Currently I choose a WAR which creates multiple processes, each process will create a TRT engine & context. By spreading requests to processes, the CPU latency can be hidden and the GPU utilization will increase.

But I am not sure whether it is a good practice.

I have also tried two other things,

  1. Create multiple engines and contexts in a single process. However, this won’t work. The process crashes and the debug message seems to be related to optimization profiles.

  2. Build the engine with multiple optimization profiles, and create multiple execution contexts in runtime. This will better utilize GPU when request number is large. But if there is, for example, only one request, the GPU latency seems to be greater in comparison with single context scheme.

Can I ask that what is the best practice for this scenario? Thanks!


TensorRT Version: TRT 7.0
GPU Type: Tesla T4
Nvidia Driver Version: 418.116.00
CUDA Version: cuda 10.2
CUDNN Version: cudnn 7.6.5
Operating System + Version: Debian 9
Python Version (if applicable):
TensorFlow Version (if applicable):
PyTorch Version (if applicable):
Baremetal or Container (if container which image + tag):

Hi, Request you to share the model, script, profiler and performance output so that we can help you better.

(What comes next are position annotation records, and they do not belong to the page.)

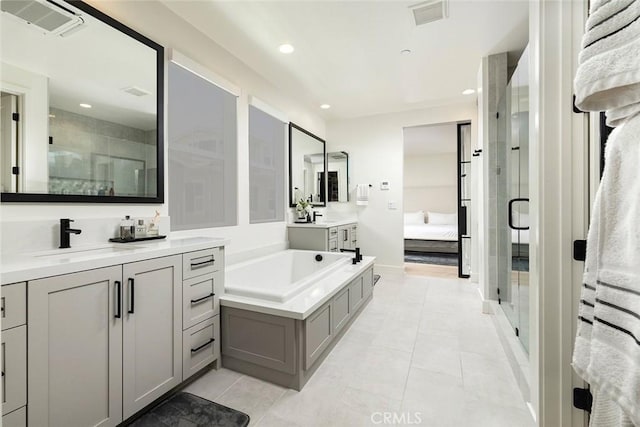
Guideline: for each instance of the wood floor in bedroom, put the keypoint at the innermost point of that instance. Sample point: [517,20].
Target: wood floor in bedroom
[431,270]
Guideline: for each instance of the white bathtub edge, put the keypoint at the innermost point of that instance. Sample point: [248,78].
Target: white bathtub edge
[302,305]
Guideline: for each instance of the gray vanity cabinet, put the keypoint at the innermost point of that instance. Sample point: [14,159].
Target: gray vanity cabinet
[14,354]
[152,331]
[104,343]
[75,349]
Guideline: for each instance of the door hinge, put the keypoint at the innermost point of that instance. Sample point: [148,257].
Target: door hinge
[582,399]
[580,250]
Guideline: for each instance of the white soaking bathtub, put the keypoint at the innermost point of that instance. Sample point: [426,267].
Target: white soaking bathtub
[283,275]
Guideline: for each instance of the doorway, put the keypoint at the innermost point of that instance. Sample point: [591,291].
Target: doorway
[431,203]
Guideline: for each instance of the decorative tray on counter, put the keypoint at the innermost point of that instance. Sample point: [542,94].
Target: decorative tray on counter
[140,239]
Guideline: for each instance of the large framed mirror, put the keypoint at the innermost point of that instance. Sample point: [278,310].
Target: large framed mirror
[338,176]
[307,166]
[82,106]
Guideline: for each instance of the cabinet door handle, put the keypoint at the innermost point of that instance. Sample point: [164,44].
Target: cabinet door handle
[200,347]
[201,264]
[195,301]
[118,299]
[132,295]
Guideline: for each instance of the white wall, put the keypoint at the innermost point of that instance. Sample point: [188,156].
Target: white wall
[155,21]
[430,183]
[375,147]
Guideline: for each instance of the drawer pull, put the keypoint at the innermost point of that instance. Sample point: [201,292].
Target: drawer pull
[195,301]
[197,349]
[201,264]
[132,295]
[118,314]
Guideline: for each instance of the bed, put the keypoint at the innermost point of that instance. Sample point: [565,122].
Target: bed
[438,235]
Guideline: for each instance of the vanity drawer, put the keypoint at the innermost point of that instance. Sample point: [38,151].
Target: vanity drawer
[17,418]
[202,262]
[333,233]
[201,346]
[13,305]
[200,298]
[14,368]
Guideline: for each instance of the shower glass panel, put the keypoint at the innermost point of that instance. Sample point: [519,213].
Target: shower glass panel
[513,262]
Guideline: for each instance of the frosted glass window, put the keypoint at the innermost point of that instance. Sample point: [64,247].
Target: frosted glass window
[202,131]
[267,136]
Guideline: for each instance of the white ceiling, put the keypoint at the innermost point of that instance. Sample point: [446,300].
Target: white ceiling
[427,140]
[347,53]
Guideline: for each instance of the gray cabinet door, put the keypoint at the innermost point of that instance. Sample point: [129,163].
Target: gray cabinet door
[152,330]
[75,349]
[14,368]
[341,310]
[356,294]
[319,333]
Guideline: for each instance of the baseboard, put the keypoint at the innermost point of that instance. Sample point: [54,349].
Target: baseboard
[389,270]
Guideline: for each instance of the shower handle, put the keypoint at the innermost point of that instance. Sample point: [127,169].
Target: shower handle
[510,208]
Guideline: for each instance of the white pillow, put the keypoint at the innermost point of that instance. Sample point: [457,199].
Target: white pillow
[442,219]
[414,217]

Alternatively, you can try running your model with trtexec command

or view these tips for optimizing performance


Hi @lihui.sun,

Please try following which may help you.

int inference(std::vector& input_data) {
std::lock_guardstd::mutex guard(mMtx);
// copying data from host to device
mContext->enqueueV2(bindings, stream, nullptr);
// copying data from device to host

Thank you.

Thank you, I will have a try and update results.